An added_filter_rules key may be specified in the runcard. Its effect is to append a list of filter rules to the rules obtained by the mechanisms described above. It is particularly useful when one wishes to analyze the effect of a sliding cut:

fit: mm_sm_hllhc_seed1_221222

pdf:
  from_: fit


# Retrieve default filters
use_cuts: "internal"

theoryid: 200

dataset_inputs:
  from_: fit


dataspecs:
  - speclabel: "Filter: 50"
    added_filter_rules:
      - process_type: EWK_MLL
        local_variables:
            mass_threshold: 50
        reason: "Variable mass filter"
        rule: "M_ll < mass_threshold"

  - speclabel: "Filter: 500"
    added_filter_rules:
      - process_type: EWK_MLL
        local_variables:
            mass_threshold: 500
        reason: "Variable mass filter"
        rule: "M_ll < mass_threshold"


template_text: |
  # χ² as a function of sliding cut
  {@dataspecs_chi2_table@}


actions_:
  - report(main=True)

The value of added_filter_rules should be a list of rules with the same format as filter_rules.

Examples

Consider the following filter from the filters.yaml file:

- dataset: ATLASZPT7TEV
  reason: Avoid the region where resummation effects become important.
  rule: "p_T2 >= 30**2"

this rule applies only to the ATLASZPT7TEV dataset and keeps all datapoints with a transverse momentum greater than or equal to 30 MeV. The reason for the conception of this rule is also provided and we see that it is due to the fact that datapoints with smaller transverse momentum will be affected by resummation effects.

Now consider the slightly more complicated example:

- dataset: CMSDY2D12
  reason: Remove data points for which electroweak corrections are large.
  PTO: NNLO-
  local_variables:
    M: sqrt(M2)
    min_M: 30.0
    max_rapidity: 2.2
  rule: M >= min_M and etay <= max_rapidity

This rule only applies to CMSDY2D12. I wish for the rule to only be evaluated provided the theory perturbative order is strictly less than NNLO (i.e LO or NLO). I check what the process type of CMSDY2D12 is:

In [1]: from validphys.loader import Loader

In [2]: l = Loader()

In [3]: cd = l.check_commondata("CMSDY2D12")

In [4]: cd.process_type
Out[4]: 'EWK_RAP'

Then cross check this against NNPDF.CommonData.kinLabels to see that the relevant kinematic variables are:

'EWK_RAP': ('etay', 'M2', 'sqrts'),

I choose to define custom local_variables in the form of M which is the square root of the invariant mass squared, i.e. just the invariant mass. Moreover, I define a value for minimum M and maximum rapidity which I use in my rule as cutoff values.

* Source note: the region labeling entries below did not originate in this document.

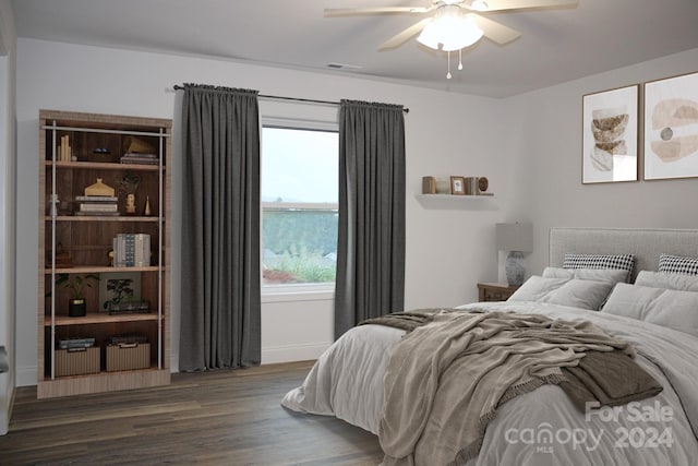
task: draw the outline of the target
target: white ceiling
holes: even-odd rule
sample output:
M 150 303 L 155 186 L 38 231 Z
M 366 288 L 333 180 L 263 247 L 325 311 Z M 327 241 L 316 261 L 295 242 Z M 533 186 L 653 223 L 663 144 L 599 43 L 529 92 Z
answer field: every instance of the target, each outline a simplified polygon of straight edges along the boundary
M 425 7 L 429 0 L 12 0 L 19 37 L 216 57 L 506 97 L 698 48 L 698 0 L 579 0 L 491 12 L 521 37 L 445 52 L 410 39 L 378 46 L 423 16 L 325 17 L 325 8 Z M 328 69 L 329 63 L 358 68 Z M 698 64 L 696 65 L 698 69 Z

The rule itself is then self-explanatory, notice however, it is written in valid Python syntax. Finally, the reason for the rule is given which is to cut datapoints which are affected by electroweak corrections.

As a final example consider the following rule:

- process_type: DIS_NCP_CH
  reason: |
    Missing higher order corrections to Delta F_IC, the piece that needs
    to be added to the FONLL-C calculation in the case of fitted charm.
  FNS: FONLL-C
  IC: True
  rule: "Q2 > 8"

Instead of this rule applying to one particular dataset, we see it is applicable to all datasets that have process type DIS_NCP_CH. The reason for the rule is rather involved and so yaml’s multiline string syntax is used.

Finally, the user wishes for the rule to be evaluated only if the theory input has the FONNL-C flavour number scheme and if the theory uses intrinsic charm. The rule itself is trivial.